Professor Robert Langdon (Tom Hanks) verweilt gerade in Paris, als sein guter Freund und Museumsdirektor Jacques Saunière (Jean-Pierre Marielle) ermordet wird. Gleich heftet sich der Polizeikommissar Bezu Fache (Jean Reno) an seine Fersen in der festen Überzeugung, das Langdon der Mörder ist.

Langdon allerdings sieht sich mit der Tatsache konfrontiert, das dies kein normaler Mord ist. Die Körperhaltung und die Schriften verraten Robert, das da mehr hinter steckt. Und als Sophie Neveu (Audrey Tautou) ihn warnt, das sein Leben in Gefahr sei, weiß er, das etwas ganz Wichtiges vor seiner Nase ist. So versucht Robert mit Hilfe seiner Kenntnisse über die historischen Ereignisse um den heiligen Gral und seiner eigenen Forschungen der Frage nachzugehen, warum Sauniére ermordet wurde und was er Sophie hinterlassen will, die obendrein noch seine Enkelin war.

Doch welchem Geheimnis können sie aus dem Gemälde „Das letzte Abendmahl“ von Leonardo DaVinci auf die Spur kommen? Und was hat es mit dem heiligen Gral und die Tempelritter aufsich?

Mein Fazit:

Spannend und verwirrend!

Es hat eine ganze Weile gedauert, ehe ich dazu kam, den Film zu gucken. Meine Erwartungen wurden durch die Diskussionen im Forum noch gesteigert. Letztendlich muss ich sagen, das sich das alles sehr wohl gelohnt hat. Zwar war der Anfang ein wenig holprig und verwirrend (zumal die DVD mit den Tonspuren so ihre Probleme hatte), aber wenn man als Zuschauer erstmal in der Geschichte mit drin ist, vergißt man einfach alles um sich herum.

Glaubwürdig und dennoch zu Spekulationen verleitend wird die Geschichte der Maria Magdalena in den Mittelpunkt gestellt. Thesen und Theorien, bislang unbestätigt, lassen zumindest einen gewissen Grad an Ernsthaftigkeit aufkommen. Wer kann denn tatsächlich sagen, wie es um die Beziehung zwischen Jesus und Maria Magdalena bestellt war! Unbestritten ist aber wohl, das sie nach der Kreuzigung Jesu nach Frankreich kam und somit immer wieder Anlaß für neue Gerüchte bot. Und diese Gerüchte nahm der Autor zum Anlaß, den Bestseller zu schreiben.

Filmisch und künstlerisch ist das Werk von hoher Qualität.
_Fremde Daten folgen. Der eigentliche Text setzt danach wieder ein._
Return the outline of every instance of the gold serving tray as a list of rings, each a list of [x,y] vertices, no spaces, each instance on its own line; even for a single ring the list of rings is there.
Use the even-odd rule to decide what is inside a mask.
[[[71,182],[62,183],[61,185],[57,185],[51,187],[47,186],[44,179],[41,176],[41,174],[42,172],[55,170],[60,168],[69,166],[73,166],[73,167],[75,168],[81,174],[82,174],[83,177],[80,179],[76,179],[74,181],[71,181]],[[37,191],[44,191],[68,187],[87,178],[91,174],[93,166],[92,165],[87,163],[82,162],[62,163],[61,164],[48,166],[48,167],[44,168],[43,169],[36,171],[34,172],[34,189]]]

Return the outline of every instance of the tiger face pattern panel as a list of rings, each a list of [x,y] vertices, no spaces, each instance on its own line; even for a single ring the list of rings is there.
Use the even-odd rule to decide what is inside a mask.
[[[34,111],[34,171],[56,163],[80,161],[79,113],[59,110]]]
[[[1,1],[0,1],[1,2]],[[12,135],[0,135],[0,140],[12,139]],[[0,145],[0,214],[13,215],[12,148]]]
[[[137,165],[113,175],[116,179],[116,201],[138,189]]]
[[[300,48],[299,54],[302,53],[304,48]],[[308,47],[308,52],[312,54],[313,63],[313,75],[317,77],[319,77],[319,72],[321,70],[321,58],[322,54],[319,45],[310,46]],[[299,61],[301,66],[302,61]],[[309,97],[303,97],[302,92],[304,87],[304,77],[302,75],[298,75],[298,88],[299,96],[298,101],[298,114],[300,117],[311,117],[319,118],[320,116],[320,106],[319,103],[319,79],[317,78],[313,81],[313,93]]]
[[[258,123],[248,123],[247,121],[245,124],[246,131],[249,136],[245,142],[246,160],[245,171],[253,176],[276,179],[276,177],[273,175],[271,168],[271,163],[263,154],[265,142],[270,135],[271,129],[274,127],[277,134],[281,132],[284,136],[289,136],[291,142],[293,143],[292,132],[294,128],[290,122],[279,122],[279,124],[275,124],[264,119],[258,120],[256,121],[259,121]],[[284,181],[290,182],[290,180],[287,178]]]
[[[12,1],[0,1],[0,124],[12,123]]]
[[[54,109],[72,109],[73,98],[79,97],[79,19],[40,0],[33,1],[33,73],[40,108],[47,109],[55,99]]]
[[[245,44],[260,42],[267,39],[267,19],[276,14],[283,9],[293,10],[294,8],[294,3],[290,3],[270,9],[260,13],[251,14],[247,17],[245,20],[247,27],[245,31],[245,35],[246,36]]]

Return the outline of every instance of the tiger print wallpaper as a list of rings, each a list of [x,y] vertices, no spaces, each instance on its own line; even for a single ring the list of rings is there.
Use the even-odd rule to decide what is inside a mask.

Zwar wird es oft düster dargestellt und manchmal hat man Mühe, das Bild richtig zu erkennen, aber ansonsten kommt alles glaubwürdig und echt rüber. Tom Hanks ist sichtlich bemüht, die wichtige Rolle auszufüllen. Gelegentlich wird er jedoch von der Audrey Tautou als Sophie in den Schatten gespielt.

Alles in allem ein Film, der auch danach noch viel Stoff für Diskussionen bietet und den man sicher nicht so schnell vergißt. Ich hatte einen wunderbaren DVD-nachmittag und gebe diesem Film glatt 95%.

Anmerkung: Die Rezension stammt vom 01.06.2008.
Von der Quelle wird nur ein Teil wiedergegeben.